The U.K.’s largest oil and gas engineer will cut capital spending at its Integrated Energy Services division, which takes direct stakes in fields, after reviewing the future of the business.
The stock fell 15 percent to 1,177 pence, the largest drop since Nov. 18, making it the biggest decliner in the benchmark FTSE 100 index.
Today is the second time in six months Petrofac shares have plunged because of a profit warning. The stock fell by a record in November after the company forecast flat to modest profit growth in 2014.
Profit for the year is now expected from $580 million to $600 million, London-based Petrofac said today in a statement. That’s lower than the $667.3 million average estimate of 16 analysts surveyed by Bloomberg.
Some of the Integrated Energy Services projects “need a great degree of management focus,” Chief Financial Officer Tim Weller said today in a phone interview. “We have curtailed some business development activities in the last couple of weeks, terminated some discussions” about contract awards. He declined to name the projects the company dropped.
Petrofac today said its order intake rose to a record $18.6 billion as of March 31, up from $15 billion at the end of last year. The company earnings were curbed by project delays in the U.K. North Sea and Romania, and accounting changes for its investment in Nigeria.
“This is the first time on record that the company has had execution issues of this scale on several of its projects,” Christyan Malek, a London-based analyst at Nomura Holdings Inc., wrote in an e-mailed report. He downgraded the shares to reduce from buy.
“We certainly believe that the results of the management review we have been through have identified all the significant issues we face with,” Weller said. “We do recognize there is a need to refocus our efforts on operation delivery.”
Ithaca Energy (IAE) Inc. fell 11 percent to 135 pence in London trading after Petrofac said that the first oil production from their Great Stella Area fields in the U.K. North Sea will be delayed by about six months until the middle of next year.

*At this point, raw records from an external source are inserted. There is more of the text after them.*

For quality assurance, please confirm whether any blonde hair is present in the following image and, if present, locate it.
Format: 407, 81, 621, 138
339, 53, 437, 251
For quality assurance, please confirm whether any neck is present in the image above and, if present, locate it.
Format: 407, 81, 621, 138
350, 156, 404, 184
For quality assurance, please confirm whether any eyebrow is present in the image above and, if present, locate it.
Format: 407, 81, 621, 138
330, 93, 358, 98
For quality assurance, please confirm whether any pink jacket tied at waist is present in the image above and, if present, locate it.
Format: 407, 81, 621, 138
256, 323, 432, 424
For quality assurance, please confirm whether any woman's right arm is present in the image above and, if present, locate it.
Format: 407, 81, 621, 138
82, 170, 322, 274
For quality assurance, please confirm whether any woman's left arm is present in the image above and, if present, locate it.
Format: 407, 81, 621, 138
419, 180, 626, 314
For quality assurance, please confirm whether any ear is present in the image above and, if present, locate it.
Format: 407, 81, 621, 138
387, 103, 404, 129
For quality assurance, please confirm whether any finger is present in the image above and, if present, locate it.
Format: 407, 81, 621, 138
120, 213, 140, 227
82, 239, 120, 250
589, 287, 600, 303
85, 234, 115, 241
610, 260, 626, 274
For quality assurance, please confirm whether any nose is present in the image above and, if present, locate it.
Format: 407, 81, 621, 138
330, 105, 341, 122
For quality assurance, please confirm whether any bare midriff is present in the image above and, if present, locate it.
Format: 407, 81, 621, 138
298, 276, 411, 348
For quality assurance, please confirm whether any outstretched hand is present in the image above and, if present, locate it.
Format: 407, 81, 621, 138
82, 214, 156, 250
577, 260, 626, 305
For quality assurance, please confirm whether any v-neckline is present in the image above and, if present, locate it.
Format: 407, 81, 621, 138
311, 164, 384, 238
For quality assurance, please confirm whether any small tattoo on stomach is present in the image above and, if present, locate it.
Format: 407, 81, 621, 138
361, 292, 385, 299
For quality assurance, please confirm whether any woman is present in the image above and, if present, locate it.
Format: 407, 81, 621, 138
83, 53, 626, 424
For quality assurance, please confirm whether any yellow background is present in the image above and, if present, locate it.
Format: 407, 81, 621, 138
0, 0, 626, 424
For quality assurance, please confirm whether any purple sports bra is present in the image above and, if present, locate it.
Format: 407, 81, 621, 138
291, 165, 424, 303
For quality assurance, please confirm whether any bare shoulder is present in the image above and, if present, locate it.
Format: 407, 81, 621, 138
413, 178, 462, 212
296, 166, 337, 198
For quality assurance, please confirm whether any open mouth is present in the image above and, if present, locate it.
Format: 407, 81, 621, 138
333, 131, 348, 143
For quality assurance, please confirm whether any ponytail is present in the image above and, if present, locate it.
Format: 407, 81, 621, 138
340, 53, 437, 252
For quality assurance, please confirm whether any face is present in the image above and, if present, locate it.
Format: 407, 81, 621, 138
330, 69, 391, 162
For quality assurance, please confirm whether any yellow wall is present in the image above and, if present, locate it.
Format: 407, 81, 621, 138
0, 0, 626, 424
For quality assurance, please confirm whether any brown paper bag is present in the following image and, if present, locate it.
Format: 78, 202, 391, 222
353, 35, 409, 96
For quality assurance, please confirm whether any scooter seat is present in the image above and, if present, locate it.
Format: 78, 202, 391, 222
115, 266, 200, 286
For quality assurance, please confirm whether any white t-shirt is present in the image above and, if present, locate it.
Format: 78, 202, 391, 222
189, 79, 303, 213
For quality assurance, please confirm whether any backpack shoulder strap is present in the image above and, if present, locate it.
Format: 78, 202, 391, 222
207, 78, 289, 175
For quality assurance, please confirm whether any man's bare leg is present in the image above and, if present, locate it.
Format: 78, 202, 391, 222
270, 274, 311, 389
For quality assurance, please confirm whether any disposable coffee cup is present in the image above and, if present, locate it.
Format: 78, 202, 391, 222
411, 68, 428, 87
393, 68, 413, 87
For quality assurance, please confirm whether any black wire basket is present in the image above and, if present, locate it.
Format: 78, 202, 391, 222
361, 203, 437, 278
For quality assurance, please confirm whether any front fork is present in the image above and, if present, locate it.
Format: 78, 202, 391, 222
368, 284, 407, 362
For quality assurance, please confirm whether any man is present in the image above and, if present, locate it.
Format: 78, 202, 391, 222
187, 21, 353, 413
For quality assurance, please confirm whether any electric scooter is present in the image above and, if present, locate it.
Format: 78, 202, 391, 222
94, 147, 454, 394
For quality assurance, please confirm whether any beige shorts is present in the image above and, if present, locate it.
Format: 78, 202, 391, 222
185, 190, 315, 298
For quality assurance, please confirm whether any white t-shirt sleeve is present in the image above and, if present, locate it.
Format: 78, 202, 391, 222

The project’s floating production facility will be ready to sail from a shipyard in Poland at the beginning of 2015, Ithaca said today in a statement.
In Romania, Petrofac is renegotiating its contract with OMV Petrom SA at the Ticleni field after the project performed below “original expectations,” Weller said.
“We’ve curtailed significant drilling” work in the past few weeks, he said. “We are expecting a lower level of production.”